When we work with integrity, people can trust us, even if they disagree. When we deliver what we promise to deliver, people can trust us. (If we deliver often enough, we can build feedback into the deliveries which helps our relationship even more.

My ENT didn’t work with integrity. If he had, he would have explained more of his thinking or discussed the problem with me more. He didn’t deliver the basics of  what I consider a reasonable medical practice: honest information. (I realize you might have different expectations of a doc.)

Consider These Questions When Evaluating Someone’s Trustworthiness

Here are some questions I have found useful when I think I’m dealing with someone untrustworthy:

  • What would have to be true for this person to behave in this way?
  • What do I see and hear?
  • What does the other person see and hear?
  • Is there a way for me to build a bridge, given this data? Do I need more data? Could I offer more data?

You might have other approaches to building trust. I hope you decide to offer a comment, if so.

We are human, and as humans, we need to create trust as the basis for our relationships. Especially the more distant we are—across the organization or across time zones.

That is the question this week: How do you create trust?

7 thoughts on “How Do You Create Trust?”

  1. Hi Johanna! An interesting question indeed. Generally, I believe that trust has to be extended at first, not somehow “earned”. So at the beginning of a relationship, I am advocating a “trustful” approach – meaning I tend to trust others unless they prove untrustworthy (sadly it seems this can be done in numerous ways). In your ENT example, that’d mean that you would trust your doctor first unless he gives you the reason to loose that trust (which in this case he did). Usually, when someone loses my trust, I try to figure out:
    1. why would the person behave in such a way (is there some explanation to that
    2. is there something I might have done / said (not done / not said) that may have led to this behavior?
    3. is there possibly some context missing?
    Only when I fail to understand the behavior, the trust gradually erodes.

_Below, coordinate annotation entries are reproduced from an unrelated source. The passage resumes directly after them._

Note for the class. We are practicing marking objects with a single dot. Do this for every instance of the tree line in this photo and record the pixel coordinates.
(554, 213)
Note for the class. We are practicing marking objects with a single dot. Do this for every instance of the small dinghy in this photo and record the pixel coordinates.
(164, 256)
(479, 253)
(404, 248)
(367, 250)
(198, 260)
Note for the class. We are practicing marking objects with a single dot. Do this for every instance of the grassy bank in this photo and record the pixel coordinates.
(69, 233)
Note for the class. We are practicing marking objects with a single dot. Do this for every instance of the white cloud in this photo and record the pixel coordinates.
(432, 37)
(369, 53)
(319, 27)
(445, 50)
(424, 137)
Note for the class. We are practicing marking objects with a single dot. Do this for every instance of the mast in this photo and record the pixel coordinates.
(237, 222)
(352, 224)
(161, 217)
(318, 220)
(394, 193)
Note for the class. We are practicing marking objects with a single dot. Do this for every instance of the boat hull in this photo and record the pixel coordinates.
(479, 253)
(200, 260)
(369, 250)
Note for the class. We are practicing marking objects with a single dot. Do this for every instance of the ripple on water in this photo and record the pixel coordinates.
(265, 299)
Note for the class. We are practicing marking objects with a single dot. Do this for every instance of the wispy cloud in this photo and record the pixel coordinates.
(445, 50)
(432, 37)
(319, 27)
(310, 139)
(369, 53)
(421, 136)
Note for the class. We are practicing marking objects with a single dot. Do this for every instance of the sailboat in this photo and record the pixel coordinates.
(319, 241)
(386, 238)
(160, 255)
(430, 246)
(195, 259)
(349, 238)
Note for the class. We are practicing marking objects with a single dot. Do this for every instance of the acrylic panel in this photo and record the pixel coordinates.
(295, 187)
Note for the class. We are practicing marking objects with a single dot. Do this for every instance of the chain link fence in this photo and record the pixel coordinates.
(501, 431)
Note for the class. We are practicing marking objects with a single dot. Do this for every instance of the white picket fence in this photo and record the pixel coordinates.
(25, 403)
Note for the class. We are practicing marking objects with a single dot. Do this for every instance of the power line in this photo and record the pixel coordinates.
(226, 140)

    1. Hi Tom, I do like these questions with relationship to congruence: other, self, and context. Very nice.

      Yes, I think that when we lack understanding on either side, we erode trust with each other.

      1. In the US, it’s otolaryngology. They are the first line of defense for vestibular problems. The ear part.

        Since the eustachian tubes connect everything, they study the ears, nose, and throat. It’s actually quite interesting. Although, they, as with many neurologists, have very few people skills. My theory is that’s because they so often provide bad news and no medical hope. I have met a couple who are more human :-)

  2. Hi Johanna –

    According to a couple of sources I checked, trust is defined as reliance on the integrity, strength, ability, surety, etc., of a person or thing; confidence; the belief that someone or something is reliable, good, honest, effective, etc.

    Then I thought about people I trust, and the behaviors they exhibit that led to that trust. They:

    – Tell me thoughtfully what they perceive to be the truth about my behavior or a situation, assuming positive intent, not just what they think I want to hear or what will advance another agenda.
    – Make their best effort to meet commitments they make, or if a problem develops, to notify me as soon as possible so we can collaborate on alternatives.
    – Behave consistently in ways that reflect and are aligned to their values. If those values have changed, being transparent about the growth that led to the change.
    – Respect confidentiality and to make any conflicts of interest or impropriety known early on in a discussion.

    So I hope that when people choose to trust me, I model these behaviors, thus reinforcing that trust.

    Thank you for making me more conscious of it!

    Terry

    1. Terry, you are welcome.

      I like that thoughtful approach to feedback. I think that’s missing from my post. Solomon infers it, but I don’t remember if he specifically discusses feedback. I agree with you, it’s a big part of trust.